A couple of things are worth noting in the above example.

  • get_table is necessary because an actual table name is required to read from BigQuery here, fully qualified with project name and dataset name. The Storage API does not support accessing VIEWs, so the convenience names such as telemetry.core are not available via this API.
  • You must supply a filter on the table's date partitioning column, in this case submission_timestamp. Additionally, you must use the to_date function to make sure that predicate push-down works properly for these filters.

Query API

If you want to read the results of a query (rather than directly reading tables), you may also use the Query API.

This pushes the execution of the query into BigQuery's computation engine, and is typically suitable for reading smaller amounts of data. If you need to read large amounts of data, prefer the Storage API as described above.

Example:


from google.cloud import bigquery

bq = bigquery.Client()

query = """
SELECT
  event_string_value,
  count(distinct client_id) AS client_count
FROM
  `moz-fx-data-derived-datasets.telemetry.events`
WHERE
  event_category = 'normandy'
  AND event_method = 'enroll'
  AND submission_date_s3 = '2019-06-01'
GROUP BY
  event_string_value
ORDER BY
  client_count DESC
LIMIT 20
"""
query_job = bq.query(query)
# Wait for query execution, then fetch results as a pandas dataframe.
rows = query_job.result().to_dataframe()

Persisting data

You can save data resulting from your Spark analysis as a BigQuery table or to Google Cloud Storage.

You can also save data to the Databricks Filesystem.

FAQ

Please add more FAQ as questions are answered by you or for you.

I got a REMOTE HOST IDENTIFICATION HAS CHANGED! error

Cloud providers recycles hostnames, so this warning is expected. Removing the offending key from $HOME/.ssh/known_hosts will remove the warning. You can find the line to remove by finding the line in the output that says

Offending key in /path/to/hosts/known_hosts:2

Where 2 is the line number of the key that can be deleted. Just remove that line, save the file, and try again.
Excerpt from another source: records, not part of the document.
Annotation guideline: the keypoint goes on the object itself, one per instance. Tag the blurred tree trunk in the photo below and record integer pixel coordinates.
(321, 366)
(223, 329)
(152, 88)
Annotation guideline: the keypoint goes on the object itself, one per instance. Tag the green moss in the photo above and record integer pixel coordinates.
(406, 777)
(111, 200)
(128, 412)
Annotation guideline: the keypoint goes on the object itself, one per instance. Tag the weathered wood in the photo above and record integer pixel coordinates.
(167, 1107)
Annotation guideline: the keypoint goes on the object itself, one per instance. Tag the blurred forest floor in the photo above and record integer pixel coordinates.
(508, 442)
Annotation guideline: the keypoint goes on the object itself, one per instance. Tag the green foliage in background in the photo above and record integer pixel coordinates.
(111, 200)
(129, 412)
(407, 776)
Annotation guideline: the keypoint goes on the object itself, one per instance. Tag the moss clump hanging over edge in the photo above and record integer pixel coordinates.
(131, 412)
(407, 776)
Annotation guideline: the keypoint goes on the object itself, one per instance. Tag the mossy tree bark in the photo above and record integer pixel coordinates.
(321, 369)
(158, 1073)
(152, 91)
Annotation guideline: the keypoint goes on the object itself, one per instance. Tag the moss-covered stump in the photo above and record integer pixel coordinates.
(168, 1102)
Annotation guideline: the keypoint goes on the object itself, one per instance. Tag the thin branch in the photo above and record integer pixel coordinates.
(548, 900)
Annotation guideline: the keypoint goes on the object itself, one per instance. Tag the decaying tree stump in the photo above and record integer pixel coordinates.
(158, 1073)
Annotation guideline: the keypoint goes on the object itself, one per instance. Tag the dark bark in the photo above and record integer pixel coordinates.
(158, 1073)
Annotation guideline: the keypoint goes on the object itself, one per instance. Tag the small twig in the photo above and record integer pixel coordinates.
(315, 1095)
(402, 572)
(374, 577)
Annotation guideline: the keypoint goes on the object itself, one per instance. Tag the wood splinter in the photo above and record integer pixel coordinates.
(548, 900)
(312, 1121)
Why is my notebook hanging?

There are a few common causes for this:

  1. Currently, our Spark notebooks can only run a single Python kernel at a time. If you open multiple notebooks on the same cluster and try to run both, the second notebook will hang. Be sure to close notebooks using "Close and Halt" under the "File" drop-down.
  2. The connection from PySpark to the Spark driver might be lost. Unfortunately the best way to recover from this for the moment seems to be spinning up a new cluster.
  3. Cancelling execution of a notebook cell doesn't cancel any spark jobs that might be running in the background. If your spark commands seem to be hanging, try running sc.cancelAllJobs().

How can I keep running after closing the notebook?

For long-running computation, it might be nice to close the notebook (and the SSH session) and look at the results later. Unfortunately, all cell output will be lost when a notebook is closed (for the running cell). To alleviate this, there are a few options:

  1. Have everything output to a variable. These values should still be available when you reconnect.
  2. Put %%capture at the beginning of the cell to store all output. See the documentation.

How do I load an external library into the cluster?

Assuming you've got a URL for the repo, you can create an egg for it this way:

!git clone `<repo url>` && cd `<repo-name>` && python setup.py bdist_egg`\
sc.addPyFile('`<repo-name>`/dist/my-egg-file.egg')`

Alternately, you could just create that egg locally, upload it to a web server, then download and install it:

import requests`\
r = requests.get('`<url-to-my-egg-file>`')`\
with open('mylibrary.egg', 'wb') as f:`\
  f.write(r.content)`\
sc.addPyFile('mylibrary.egg')`

You will want to do this before you load the library. If the library is already loaded, restart the kernel in the Jupyter notebook.